Quantile-specific h2 (±SE) increased with increasing percentiles of the offspring's age- and sex-adjusted fibrinogen distribution when estimated from βOP (Ptrend = 5.5x10-6): 0.30±0.05 at the 10th, 0.37±0.04 at the 25th, 0.48±0.05 at the 50th, 0.61±0.06 at the 75th, and 0.65±0.08 at the 90th percentile, and when estimated from βFS (Ptrend = 0.008): 0.28±0.04 at the 10th, 0.31±0.04 at the 25th, 0.36±0.03 at the 50th, 0.41±0.05 at the 75th, and 0.50±0.06 at the 90th percentile. The larger genetic effect at higher average fibrinogen concentrations may contribute to fibrinogen's greater heritability in women than men and in Blacks than Whites, and greater increase from smoking and air pollution for the FGB -455G>A A-allele. It may also explain greater fibrinogen differences between: 1) FGB -455G>A genotypes during acute phase reactions than usual conditions, 2) GTSM1 and IL-6 -572C>G genotypes in smokers than nonsmokers, 3) FGB -148C>T genotypes in untreated than treated diabetics, and LPL PvuII genotypes in macroalbuminuric than normoalbuminuric patients.
Fibrinogen heritability is quantile specific, which may explain or contribute to its gene-environment interactions. The analyses do not disprove the traditional gene-environment interpretations of these examples, rather quantile-dependent expressivity provides an alternative explanation that warrants consideration.
纤维蛋白原是一种中等遗传的血液蛋白,其遗传效应因性别、种族、吸烟状况、污染暴露和疾病状态而异。这些相互作用部分可以用“分位数依赖表达性”来解释,即遗传变异的效应大小取决于表型(例如血浆纤维蛋白原浓度)相对于其分布是高还是低。
确定纤维蛋白原遗传度(h2)是否具有分位数特异性,以及分位数特异性 h2 是否可以解释纤维蛋白原的基因-环境相互作用。

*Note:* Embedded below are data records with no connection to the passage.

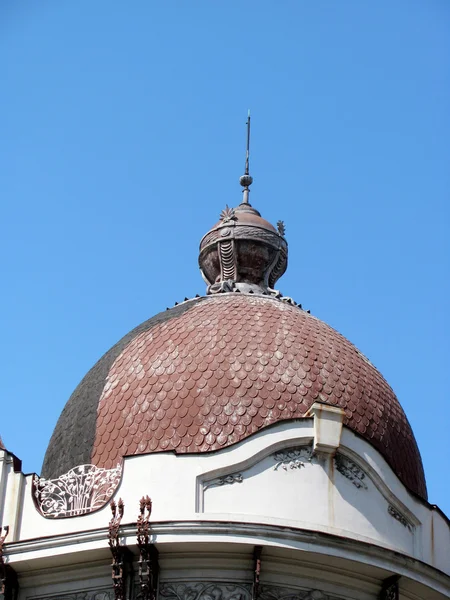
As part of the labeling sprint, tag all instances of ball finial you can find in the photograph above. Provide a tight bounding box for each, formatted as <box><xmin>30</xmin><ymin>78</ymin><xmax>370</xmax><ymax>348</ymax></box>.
<box><xmin>240</xmin><ymin>174</ymin><xmax>253</xmax><ymax>188</ymax></box>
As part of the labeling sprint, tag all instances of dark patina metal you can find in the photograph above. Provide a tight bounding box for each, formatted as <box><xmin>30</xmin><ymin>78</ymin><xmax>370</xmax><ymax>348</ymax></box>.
<box><xmin>380</xmin><ymin>575</ymin><xmax>400</xmax><ymax>600</ymax></box>
<box><xmin>136</xmin><ymin>496</ymin><xmax>159</xmax><ymax>600</ymax></box>
<box><xmin>0</xmin><ymin>527</ymin><xmax>18</xmax><ymax>600</ymax></box>
<box><xmin>252</xmin><ymin>546</ymin><xmax>263</xmax><ymax>600</ymax></box>
<box><xmin>108</xmin><ymin>499</ymin><xmax>132</xmax><ymax>600</ymax></box>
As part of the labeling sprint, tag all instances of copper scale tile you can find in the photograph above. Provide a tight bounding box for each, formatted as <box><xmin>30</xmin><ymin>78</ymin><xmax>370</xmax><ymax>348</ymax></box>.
<box><xmin>88</xmin><ymin>294</ymin><xmax>426</xmax><ymax>499</ymax></box>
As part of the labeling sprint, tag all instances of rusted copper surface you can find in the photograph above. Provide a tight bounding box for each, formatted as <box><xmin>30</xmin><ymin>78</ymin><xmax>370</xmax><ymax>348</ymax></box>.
<box><xmin>209</xmin><ymin>207</ymin><xmax>278</xmax><ymax>234</ymax></box>
<box><xmin>91</xmin><ymin>294</ymin><xmax>426</xmax><ymax>499</ymax></box>
<box><xmin>199</xmin><ymin>204</ymin><xmax>288</xmax><ymax>291</ymax></box>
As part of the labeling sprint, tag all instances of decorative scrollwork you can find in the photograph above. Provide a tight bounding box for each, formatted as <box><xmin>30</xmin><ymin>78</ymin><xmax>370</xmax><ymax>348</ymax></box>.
<box><xmin>388</xmin><ymin>505</ymin><xmax>413</xmax><ymax>531</ymax></box>
<box><xmin>334</xmin><ymin>454</ymin><xmax>367</xmax><ymax>490</ymax></box>
<box><xmin>252</xmin><ymin>546</ymin><xmax>262</xmax><ymax>600</ymax></box>
<box><xmin>137</xmin><ymin>496</ymin><xmax>159</xmax><ymax>600</ymax></box>
<box><xmin>108</xmin><ymin>498</ymin><xmax>129</xmax><ymax>600</ymax></box>
<box><xmin>159</xmin><ymin>582</ymin><xmax>346</xmax><ymax>600</ymax></box>
<box><xmin>259</xmin><ymin>585</ymin><xmax>344</xmax><ymax>600</ymax></box>
<box><xmin>204</xmin><ymin>473</ymin><xmax>243</xmax><ymax>491</ymax></box>
<box><xmin>33</xmin><ymin>463</ymin><xmax>122</xmax><ymax>518</ymax></box>
<box><xmin>160</xmin><ymin>582</ymin><xmax>251</xmax><ymax>600</ymax></box>
<box><xmin>273</xmin><ymin>447</ymin><xmax>313</xmax><ymax>471</ymax></box>
<box><xmin>380</xmin><ymin>576</ymin><xmax>400</xmax><ymax>600</ymax></box>
<box><xmin>276</xmin><ymin>221</ymin><xmax>285</xmax><ymax>236</ymax></box>
<box><xmin>33</xmin><ymin>590</ymin><xmax>114</xmax><ymax>600</ymax></box>
<box><xmin>0</xmin><ymin>526</ymin><xmax>17</xmax><ymax>600</ymax></box>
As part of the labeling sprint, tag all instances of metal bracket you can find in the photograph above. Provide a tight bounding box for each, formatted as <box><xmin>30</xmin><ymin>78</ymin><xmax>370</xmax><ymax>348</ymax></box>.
<box><xmin>380</xmin><ymin>575</ymin><xmax>400</xmax><ymax>600</ymax></box>
<box><xmin>108</xmin><ymin>499</ymin><xmax>133</xmax><ymax>600</ymax></box>
<box><xmin>0</xmin><ymin>527</ymin><xmax>18</xmax><ymax>600</ymax></box>
<box><xmin>252</xmin><ymin>545</ymin><xmax>262</xmax><ymax>600</ymax></box>
<box><xmin>136</xmin><ymin>496</ymin><xmax>159</xmax><ymax>600</ymax></box>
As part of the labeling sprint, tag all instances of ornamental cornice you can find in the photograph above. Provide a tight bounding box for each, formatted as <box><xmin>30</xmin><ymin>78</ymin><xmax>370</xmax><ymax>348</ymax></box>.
<box><xmin>4</xmin><ymin>521</ymin><xmax>450</xmax><ymax>596</ymax></box>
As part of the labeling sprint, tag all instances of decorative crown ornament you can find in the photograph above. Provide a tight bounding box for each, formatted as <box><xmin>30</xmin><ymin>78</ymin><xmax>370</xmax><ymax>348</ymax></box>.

分析了来自弗雷明汉心脏研究的 5689 对父母-子女和 1932 对全同胞的血浆纤维蛋白原浓度。通过分位数回归,使用非参数显著性从 1000 个自举样本中分配,稳健地估计了来自父母-子女(βOP,h2=2βOP/(1+rspouse))和全同胞回归斜率(βFS,h2=(1+8rspouseβFS)0.05-1/(2rspouse))的分位数特异性遗传度。
当从βOP 估计时,分位数特异性 h2(±SE)随着子女年龄和性别调整后的纤维蛋白原分布的百分位数增加而增加(Ptrend=5.5x10-6):第 10 百分位为 0.30±0.05,第 25 百分位为 0.37±0.04,第 50 百分位为 0.48±0.05,第 75 百分位为 0.61±0.06,第 90 百分位为 0.65±0.08;当从βFS 估计时,分位数特异性 h2(Ptrend=0.008):第 10 百分位为 0.28±0.04,第 25 百分位为 0.31±0.04,第 50 百分位为 0.36±0.03,第 75 百分位为 0.41±0.05,第 90 百分位为 0.50±0.06。在较高的平均纤维蛋白原浓度下更大的遗传效应可能导致纤维蛋白原在女性中的遗传度高于男性,在黑人中的遗传度高于白人,并且在 FGB-455G>A A-等位基因中从吸烟和空气污染的影响更大。它还可能解释以下方面的纤维蛋白原差异更大:1)在急性反应期与通常条件相比,FGB-455G>A 基因型之间的差异,2)在吸烟者与非吸烟者相比,GTSM1 和 IL-6-572C>G 基因型之间的差异,3)在未经治疗的糖尿病患者与接受治疗的糖尿病患者相比,FGB-148C>T 基因型之间的差异,以及在大量白蛋白尿患者与正常白蛋白尿患者相比,LPL PvuII 基因型之间的差异。
纤维蛋白原遗传度具有分位数特异性,这可能解释或有助于其基因-环境相互作用。这些例子的传统基因-环境解释并没有被否定,而是分位数依赖表达性提供了一个值得考虑的替代解释。